For DMA, the fluctuation function \(F\left( s \right)\) is obtained by using the mean square root of the detrended noise round series, defined as

$$F\left( s \right) = { }\sqrt {\frac{1}{N}\mathop \sum \limits_{i = 1}^{N} \left( {y\left[ i \right] - \tilde{y}_{s} \left[ i \right]} \right)^{2} } .$$
(1)

\(F\left( s \right)\) is computed from the DRS \(\left\{ {x\left[ i \right]} \right\}_{i = 1}^{N}\) by the following procedure: the DRS \(\left\{ {x\left[ i \right]} \right\}\) is integrated after removing its mean value to obtain \(\left\{ {y\left[ i \right]} \right\}\). This integrated DRS is filtered by the Savitzky-Golay (SG) filter to estimate the trend round series \(\left\{ {\tilde{y}_{s} \left[ i \right]} \right\}\), to obtain the detrended noise round series \(\left\{ {y\left[ i \right] - \tilde{y}_{s} \left[ i \right]} \right\}\). Then, the \(F\left( s \right)\) vs \(s\) plot on the log–log scale is fit with a linear function \(y = ax + b\) by the least squares method to estimate the Hurst exponent.

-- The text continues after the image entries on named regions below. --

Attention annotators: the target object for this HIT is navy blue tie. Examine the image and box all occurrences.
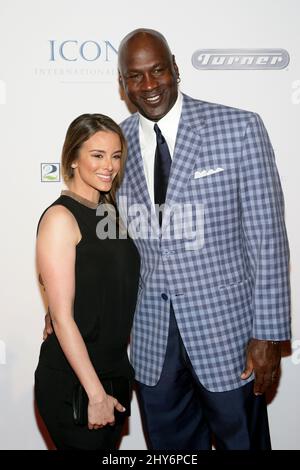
[154,124,172,225]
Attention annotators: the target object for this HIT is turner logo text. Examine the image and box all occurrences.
[192,49,290,70]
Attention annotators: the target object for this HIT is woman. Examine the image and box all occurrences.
[35,114,140,450]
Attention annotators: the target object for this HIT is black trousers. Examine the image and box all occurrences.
[137,307,271,450]
[35,365,125,450]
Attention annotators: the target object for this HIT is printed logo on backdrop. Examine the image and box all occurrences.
[41,163,60,183]
[35,38,118,83]
[0,80,6,104]
[192,49,290,70]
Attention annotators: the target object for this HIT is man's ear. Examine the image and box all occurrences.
[172,54,180,80]
[118,71,124,88]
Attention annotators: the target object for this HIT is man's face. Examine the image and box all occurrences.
[119,34,179,121]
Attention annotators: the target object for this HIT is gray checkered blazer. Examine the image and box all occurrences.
[118,95,290,392]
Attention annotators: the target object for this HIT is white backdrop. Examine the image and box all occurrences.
[0,0,300,449]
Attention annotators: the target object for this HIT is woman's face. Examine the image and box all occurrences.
[72,131,122,192]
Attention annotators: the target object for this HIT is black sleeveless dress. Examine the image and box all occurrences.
[35,191,140,450]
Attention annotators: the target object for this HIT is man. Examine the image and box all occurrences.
[118,29,290,450]
[48,29,290,450]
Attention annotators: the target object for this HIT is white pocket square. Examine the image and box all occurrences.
[194,167,224,179]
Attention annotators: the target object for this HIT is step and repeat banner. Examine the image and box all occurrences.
[0,0,300,450]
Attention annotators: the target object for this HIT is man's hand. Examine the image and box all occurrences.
[43,309,53,340]
[241,338,281,395]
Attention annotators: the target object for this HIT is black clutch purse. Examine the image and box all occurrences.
[72,377,132,426]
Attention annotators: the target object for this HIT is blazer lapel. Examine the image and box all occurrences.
[163,95,206,229]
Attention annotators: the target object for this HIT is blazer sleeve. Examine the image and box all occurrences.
[239,113,291,340]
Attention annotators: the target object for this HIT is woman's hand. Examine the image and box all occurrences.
[88,394,125,429]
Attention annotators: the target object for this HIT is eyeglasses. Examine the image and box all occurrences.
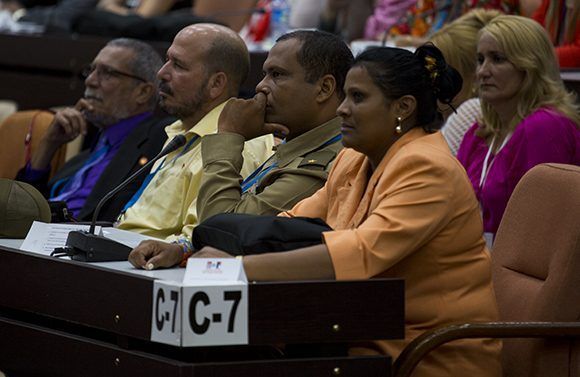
[81,64,148,82]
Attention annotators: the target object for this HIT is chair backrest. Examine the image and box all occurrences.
[492,164,580,377]
[193,0,258,31]
[0,110,66,179]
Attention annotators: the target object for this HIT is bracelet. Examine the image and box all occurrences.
[173,238,193,254]
[173,238,193,267]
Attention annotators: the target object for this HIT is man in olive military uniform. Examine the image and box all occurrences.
[197,30,353,221]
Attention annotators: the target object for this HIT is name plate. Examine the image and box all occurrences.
[151,258,248,347]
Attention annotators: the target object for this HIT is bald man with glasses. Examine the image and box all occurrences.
[16,38,172,221]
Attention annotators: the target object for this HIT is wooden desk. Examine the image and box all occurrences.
[0,247,404,377]
[0,34,267,110]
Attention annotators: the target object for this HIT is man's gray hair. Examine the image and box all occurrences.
[106,38,163,105]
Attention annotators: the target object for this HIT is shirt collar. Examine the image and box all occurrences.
[276,117,341,166]
[165,100,229,140]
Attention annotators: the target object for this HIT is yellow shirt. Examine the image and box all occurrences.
[118,102,274,241]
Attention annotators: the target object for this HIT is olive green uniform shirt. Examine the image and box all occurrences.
[197,117,342,221]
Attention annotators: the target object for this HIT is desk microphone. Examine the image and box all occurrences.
[61,135,186,262]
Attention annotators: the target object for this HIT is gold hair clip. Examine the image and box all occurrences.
[425,56,439,83]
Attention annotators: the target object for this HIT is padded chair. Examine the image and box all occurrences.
[393,164,580,377]
[193,0,258,32]
[0,110,66,179]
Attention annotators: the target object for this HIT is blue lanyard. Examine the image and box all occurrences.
[242,134,342,193]
[122,135,199,213]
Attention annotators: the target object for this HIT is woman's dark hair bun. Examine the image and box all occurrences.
[415,43,463,105]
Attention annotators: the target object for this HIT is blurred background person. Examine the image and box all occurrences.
[457,16,580,243]
[430,9,502,155]
[532,0,580,68]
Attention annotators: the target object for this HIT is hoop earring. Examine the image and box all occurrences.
[395,117,403,135]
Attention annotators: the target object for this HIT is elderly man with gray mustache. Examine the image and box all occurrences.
[16,39,171,221]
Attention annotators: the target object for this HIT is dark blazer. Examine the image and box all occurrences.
[16,115,174,221]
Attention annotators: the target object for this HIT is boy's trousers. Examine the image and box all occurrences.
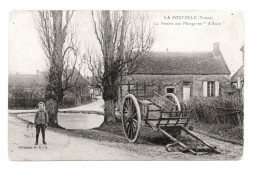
[36,124,46,142]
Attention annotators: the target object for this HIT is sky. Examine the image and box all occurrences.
[8,11,244,74]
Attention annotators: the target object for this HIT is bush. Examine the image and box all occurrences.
[8,97,44,109]
[187,97,243,126]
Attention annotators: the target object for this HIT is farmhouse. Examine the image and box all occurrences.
[120,43,230,102]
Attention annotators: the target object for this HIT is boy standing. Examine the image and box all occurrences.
[34,102,49,145]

For DMCA, the cross-fluctuation function \(F^{{\left( {1,2} \right)}}\) is obtained by determining the root of cross-covariance between the bivariate detrended noise round series, defined as

$$F^{{\left( {1,2} \right)}} \left( s \right) = { }\sqrt {\frac{1}{N}\mathop \sum \limits_{i = 1}^{N} \left| {\left( {y^{\left( 1 \right)} \left[ i \right] - \tilde{y}_{s}^{\left( 1 \right)} \left[ i \right]} \right)\left( {y^{\left( 2 \right)} \left[ i \right] - \tilde{y}_{s}^{\left( 2 \right)} \left[ i \right]} \right)} \right|} .$$
(2)

\(F^{{\left( {1,2} \right)}} \left( s \right)\) is computed from bivariate DRSs \(\left\{ {\left( {x^{\left( 1 \right)} \left[ i \right],x^{\left( 2 \right)} \left[ i \right]} \right)} \right\}_{i = 1}^{N}\) by using a procedure analogous to DMA. The linear fit to the \(F^{{\left( {1,2} \right)}} \left( s \right)\) versus \(s\) plot in the log–log scale can provide an estimate of the cross Hurst exponent. In addition, the multi-scale correlation coefficient \(\rho^{{\left( {1,2} \right)}} \left( s \right)\), defined as

$$\rho^{{\left( {1,2} \right)}} \left( s \right) = { }\frac{{\mathop \sum \nolimits_{i = 1}^{N} \left( {y^{\left( 1 \right)} \left[ i \right] - \tilde{y}_{s}^{\left( 1 \right)} \left[ i \right]} \right)\left( {y^{\left( 2 \right)} \left[ i \right] - \tilde{y}_{s}^{\left( 2 \right)} \left[ i \right]} \right)}}{{\sqrt {\mathop \sum \nolimits_{i = 1}^{N} \left( {y^{\left( 1 \right)} \left[ i \right] - \tilde{y}_{s}^{\left( 1 \right)} \left[ i \right]} \right)^{2} } \sqrt {\mathop \sum \nolimits_{i = 1}^{N} \left( {y^{\left( 2 \right)} \left[ i \right] - \tilde{y}_{s}^{\left( 2 \right)} \left[ i \right]} \right)^{2} } }}$$
(3)

is computed to evaluate the existence of an interaction between bivariate detrended noise round series.

Statistical analysis

Due to rejection of the normality hypothesis for scaling exponents in DMA and DMCA, and the power-law exponents of the residence-time distribution, the non-parametric Wilcoxon rank sum test was employed for pairwise comparisons between groups. In pairwise comparisons, the Benjamini and Hochberg method for correcting the false discovery rate (FDR) was used to deal with multiple testing problems.

Preprint

A previous version of this manuscript was published as a preprint46.